Pain is mandatory; suffering is optional.
Call me lazy, but I think the best way to stop suffering is to decide to stop suffering.
Pain is mandatory; suffering is optional.
I think thats a very stoic perspective, and one which I do agree with.
However, these people are suggesting that pain is not mandatory. Popping a pill to rid yourself of some physical pain is a luxury many of us take for granted that would have been thought impossible by the everyman only a few hundred years ago.

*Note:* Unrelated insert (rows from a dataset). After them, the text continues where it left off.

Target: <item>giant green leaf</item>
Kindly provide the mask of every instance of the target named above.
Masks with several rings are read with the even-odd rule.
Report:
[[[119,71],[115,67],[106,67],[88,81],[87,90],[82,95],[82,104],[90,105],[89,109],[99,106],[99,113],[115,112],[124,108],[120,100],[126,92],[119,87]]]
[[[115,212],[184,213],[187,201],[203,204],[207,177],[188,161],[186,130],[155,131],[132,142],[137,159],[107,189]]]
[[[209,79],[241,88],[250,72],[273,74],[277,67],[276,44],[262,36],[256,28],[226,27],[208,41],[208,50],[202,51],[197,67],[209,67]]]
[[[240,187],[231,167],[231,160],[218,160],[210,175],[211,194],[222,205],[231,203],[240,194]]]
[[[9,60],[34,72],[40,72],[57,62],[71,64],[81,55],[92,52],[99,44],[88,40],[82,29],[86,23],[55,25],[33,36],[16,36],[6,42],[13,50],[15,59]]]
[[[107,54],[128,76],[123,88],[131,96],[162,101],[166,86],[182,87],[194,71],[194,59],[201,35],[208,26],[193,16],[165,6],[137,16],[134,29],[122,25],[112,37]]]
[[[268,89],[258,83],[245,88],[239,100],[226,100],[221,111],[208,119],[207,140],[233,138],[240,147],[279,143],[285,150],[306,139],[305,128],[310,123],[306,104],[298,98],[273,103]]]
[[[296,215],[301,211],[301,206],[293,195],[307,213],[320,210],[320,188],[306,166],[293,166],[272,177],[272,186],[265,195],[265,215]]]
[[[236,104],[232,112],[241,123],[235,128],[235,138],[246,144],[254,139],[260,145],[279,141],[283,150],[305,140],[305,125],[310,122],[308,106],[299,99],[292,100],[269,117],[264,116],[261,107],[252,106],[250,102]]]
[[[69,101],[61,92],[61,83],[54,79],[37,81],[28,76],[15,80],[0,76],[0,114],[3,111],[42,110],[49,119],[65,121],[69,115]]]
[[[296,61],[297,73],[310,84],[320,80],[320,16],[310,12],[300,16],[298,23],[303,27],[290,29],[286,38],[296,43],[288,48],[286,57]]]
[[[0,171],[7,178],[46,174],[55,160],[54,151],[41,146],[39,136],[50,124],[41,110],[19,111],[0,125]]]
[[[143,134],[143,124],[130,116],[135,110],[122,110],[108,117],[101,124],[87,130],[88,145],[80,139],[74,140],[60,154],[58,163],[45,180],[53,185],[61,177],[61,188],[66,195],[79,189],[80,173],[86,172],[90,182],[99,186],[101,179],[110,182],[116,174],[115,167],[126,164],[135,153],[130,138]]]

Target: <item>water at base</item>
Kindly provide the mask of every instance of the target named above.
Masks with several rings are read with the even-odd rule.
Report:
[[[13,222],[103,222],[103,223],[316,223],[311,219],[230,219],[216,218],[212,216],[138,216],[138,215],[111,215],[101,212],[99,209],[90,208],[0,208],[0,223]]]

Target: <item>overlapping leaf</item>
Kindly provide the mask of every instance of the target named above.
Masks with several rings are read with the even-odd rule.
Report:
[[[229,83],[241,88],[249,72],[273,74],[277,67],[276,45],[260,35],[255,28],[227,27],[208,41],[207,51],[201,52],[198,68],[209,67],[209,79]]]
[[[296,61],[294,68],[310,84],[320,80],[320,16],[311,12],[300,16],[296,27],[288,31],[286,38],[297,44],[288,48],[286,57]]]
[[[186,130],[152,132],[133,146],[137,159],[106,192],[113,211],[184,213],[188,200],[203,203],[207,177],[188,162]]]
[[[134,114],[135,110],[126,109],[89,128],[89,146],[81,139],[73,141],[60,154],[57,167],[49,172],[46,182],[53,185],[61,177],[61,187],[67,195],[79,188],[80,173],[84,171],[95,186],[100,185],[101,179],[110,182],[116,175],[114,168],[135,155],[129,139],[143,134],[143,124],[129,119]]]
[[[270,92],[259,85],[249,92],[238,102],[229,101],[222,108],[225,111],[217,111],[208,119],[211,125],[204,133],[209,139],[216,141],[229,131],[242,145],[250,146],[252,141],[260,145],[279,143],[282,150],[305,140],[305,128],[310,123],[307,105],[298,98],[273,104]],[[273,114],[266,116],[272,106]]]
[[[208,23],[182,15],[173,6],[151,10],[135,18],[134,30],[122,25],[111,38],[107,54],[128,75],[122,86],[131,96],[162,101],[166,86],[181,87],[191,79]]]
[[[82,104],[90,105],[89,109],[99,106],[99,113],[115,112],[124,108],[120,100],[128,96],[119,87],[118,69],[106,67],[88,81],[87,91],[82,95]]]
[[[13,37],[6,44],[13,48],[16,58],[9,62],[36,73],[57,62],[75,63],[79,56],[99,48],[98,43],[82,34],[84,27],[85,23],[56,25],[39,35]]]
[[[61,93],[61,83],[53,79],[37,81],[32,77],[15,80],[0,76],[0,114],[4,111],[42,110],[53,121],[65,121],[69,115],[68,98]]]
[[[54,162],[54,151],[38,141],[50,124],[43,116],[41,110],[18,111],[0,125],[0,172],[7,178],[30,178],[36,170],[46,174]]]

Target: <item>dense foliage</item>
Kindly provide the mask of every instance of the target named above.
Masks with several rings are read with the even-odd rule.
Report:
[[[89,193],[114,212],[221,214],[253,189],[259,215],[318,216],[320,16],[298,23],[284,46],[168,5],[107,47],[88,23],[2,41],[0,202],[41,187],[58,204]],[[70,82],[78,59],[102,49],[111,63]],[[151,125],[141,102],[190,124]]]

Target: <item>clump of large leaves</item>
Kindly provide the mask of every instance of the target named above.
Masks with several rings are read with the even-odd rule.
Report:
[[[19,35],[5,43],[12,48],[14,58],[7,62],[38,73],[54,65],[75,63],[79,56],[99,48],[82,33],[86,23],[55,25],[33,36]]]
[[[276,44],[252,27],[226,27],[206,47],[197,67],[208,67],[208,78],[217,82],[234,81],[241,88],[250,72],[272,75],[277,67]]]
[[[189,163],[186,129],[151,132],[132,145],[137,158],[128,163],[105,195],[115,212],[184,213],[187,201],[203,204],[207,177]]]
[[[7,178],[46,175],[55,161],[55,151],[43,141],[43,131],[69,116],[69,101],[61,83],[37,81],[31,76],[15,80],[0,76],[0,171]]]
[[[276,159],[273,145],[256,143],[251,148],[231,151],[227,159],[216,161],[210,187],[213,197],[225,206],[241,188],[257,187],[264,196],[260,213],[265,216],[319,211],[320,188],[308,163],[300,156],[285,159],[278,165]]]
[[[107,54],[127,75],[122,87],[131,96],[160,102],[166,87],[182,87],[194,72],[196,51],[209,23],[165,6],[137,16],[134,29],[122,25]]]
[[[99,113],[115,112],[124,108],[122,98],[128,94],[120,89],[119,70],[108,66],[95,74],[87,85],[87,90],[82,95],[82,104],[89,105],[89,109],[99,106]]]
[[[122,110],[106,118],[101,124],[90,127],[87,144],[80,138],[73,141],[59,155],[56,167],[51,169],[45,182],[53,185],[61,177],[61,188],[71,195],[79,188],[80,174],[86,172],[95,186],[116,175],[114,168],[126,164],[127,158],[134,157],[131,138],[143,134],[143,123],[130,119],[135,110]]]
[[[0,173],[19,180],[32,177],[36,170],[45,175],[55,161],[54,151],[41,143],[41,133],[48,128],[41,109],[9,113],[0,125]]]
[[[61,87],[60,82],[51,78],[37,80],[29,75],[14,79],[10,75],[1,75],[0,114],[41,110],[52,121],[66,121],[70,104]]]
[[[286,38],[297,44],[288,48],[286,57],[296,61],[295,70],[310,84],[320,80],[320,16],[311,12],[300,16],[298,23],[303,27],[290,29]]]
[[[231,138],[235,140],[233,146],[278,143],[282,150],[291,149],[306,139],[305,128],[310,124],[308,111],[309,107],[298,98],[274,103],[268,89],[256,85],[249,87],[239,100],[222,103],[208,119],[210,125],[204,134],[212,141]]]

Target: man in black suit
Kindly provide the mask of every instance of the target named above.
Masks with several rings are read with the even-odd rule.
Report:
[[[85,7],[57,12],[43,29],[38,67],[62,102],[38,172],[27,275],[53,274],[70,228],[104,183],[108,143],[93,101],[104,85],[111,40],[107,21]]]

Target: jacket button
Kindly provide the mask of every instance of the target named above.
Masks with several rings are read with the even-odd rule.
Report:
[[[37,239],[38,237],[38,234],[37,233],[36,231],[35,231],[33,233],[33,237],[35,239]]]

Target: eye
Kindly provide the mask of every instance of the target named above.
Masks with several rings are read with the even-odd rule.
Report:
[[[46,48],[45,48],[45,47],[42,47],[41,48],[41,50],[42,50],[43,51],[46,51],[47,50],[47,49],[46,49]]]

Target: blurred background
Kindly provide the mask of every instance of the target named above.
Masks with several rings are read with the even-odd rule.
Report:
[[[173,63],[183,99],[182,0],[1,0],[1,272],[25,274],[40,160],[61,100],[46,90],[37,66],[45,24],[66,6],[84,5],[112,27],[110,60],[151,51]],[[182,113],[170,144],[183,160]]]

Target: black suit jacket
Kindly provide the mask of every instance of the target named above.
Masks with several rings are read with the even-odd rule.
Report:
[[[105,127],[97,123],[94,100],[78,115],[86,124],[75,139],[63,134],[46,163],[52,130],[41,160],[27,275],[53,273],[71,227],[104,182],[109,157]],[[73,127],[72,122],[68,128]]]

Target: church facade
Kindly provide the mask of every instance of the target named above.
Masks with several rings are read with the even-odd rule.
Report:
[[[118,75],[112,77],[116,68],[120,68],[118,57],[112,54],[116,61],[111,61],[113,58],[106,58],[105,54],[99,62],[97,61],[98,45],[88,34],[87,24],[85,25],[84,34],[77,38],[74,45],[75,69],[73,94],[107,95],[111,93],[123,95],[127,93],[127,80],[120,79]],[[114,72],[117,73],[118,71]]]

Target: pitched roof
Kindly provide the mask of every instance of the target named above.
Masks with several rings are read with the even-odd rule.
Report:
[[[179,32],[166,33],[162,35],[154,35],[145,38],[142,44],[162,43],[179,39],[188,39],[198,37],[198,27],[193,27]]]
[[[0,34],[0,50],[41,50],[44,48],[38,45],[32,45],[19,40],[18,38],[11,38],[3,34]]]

These people suggest that the state you have called "Spiritual Ecstasy" in the past can become the normal state of mind, just like "painless" has become the normal state of being, opposed to "living hurts", and that the current 'normal' state of mind will become something completely undesirable.
Strife, struggle, suffering, und so weiter is life. Existence is absurd but the strong find beauty in it. Suffering will reach you on every possibly plane of existence. Even in your numb drug-addled utopian fantasy, some sort of anguish will eventually overcome you. Bliss is only achieved when one reaches a greater harmony or connection to the whole, only to be humbled by the ensuing dissonant chaos which consumes all. This comes by transcending dualistic notions to see the interplay of the two and the necessity of each. Modern religion is flawed in that it sees suffering as inherently bad, wrong, and unnatural. You shouldn't attempt to stop suffering, you should learn from it.
KikoSanchez
2008-09-26, 19:47
...Humanities...?
weakness. the pain lets me know i'm alive. i would rather not exist then exist in a sea of pleasure, one indistinguishable from the other, all of them meaningless without their counterpart.
CatharticWeek
2008-09-28, 01:23
Nah, fuck y'all. Give me gradients of pleasure.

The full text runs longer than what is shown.